Please read, not sure what I'm asking here? I just need help?

Anonymous
Recently my ex and I completely stopped talking. Within the time that we dated I was going through a lot of changes, quitting my job, looking for a new one, moving out of my parents house to a new area, etc. After we broke up I realized how manipulative and emotionally abusive he is. he'd tell me all the time how annoying I was, 90% of time it was just me joking with him he was allowed to dish it out but he couldn't take it, he'd tell me constantly how awkward I am which i never thought I was awkward so now I feel like everything I do is awkward even when my family and friends tell me I'm not. I'm not much of a sexual person I know with sex I can get a bit weird and I told him my insecurities with it and that I'm still not fully comfortable with it and he'd just push it off and say how I'm being stupid and sex is just sex blah blah. Which he was the only person I have ever had sex with it takes time for me to be comfortable with it. He told me that I will always be awkward with anyone I'm with and he makes me feel like he was the best thing that ever happened to me and he's the only one who would be able to put up with me. I know it's not true. I know there is someone who will love me for me but he's still in my head.
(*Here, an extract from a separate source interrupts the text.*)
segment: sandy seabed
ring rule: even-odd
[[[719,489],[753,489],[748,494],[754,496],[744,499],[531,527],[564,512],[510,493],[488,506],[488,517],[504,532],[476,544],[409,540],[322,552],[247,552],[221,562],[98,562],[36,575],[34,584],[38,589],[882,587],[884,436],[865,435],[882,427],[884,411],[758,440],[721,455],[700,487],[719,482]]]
I still believe him.

Everyone tells me to get over him and never get involved with him because I deserve someone better. As much as I want to hate him I can't. I know he is manipulative but I still want to be with him I still love him a lot. He means so much to me and I hate it! If he were to ask me right now to come over I would. He would make me seem like I was mental and that I'm going crazy and now I feel like I'm actually going crazy. I'm not even sure what I'm asking here. I just don't know to what to do. I know I'm stupid for wanting to be with him. I want to forget him but it's not that easy. Since I moved I don't have anyone to talk to except for my roommate and she's always out with her boyfriend and it makes me feel worse about my situation.
Please read, not sure what I'm asking here? I just need help?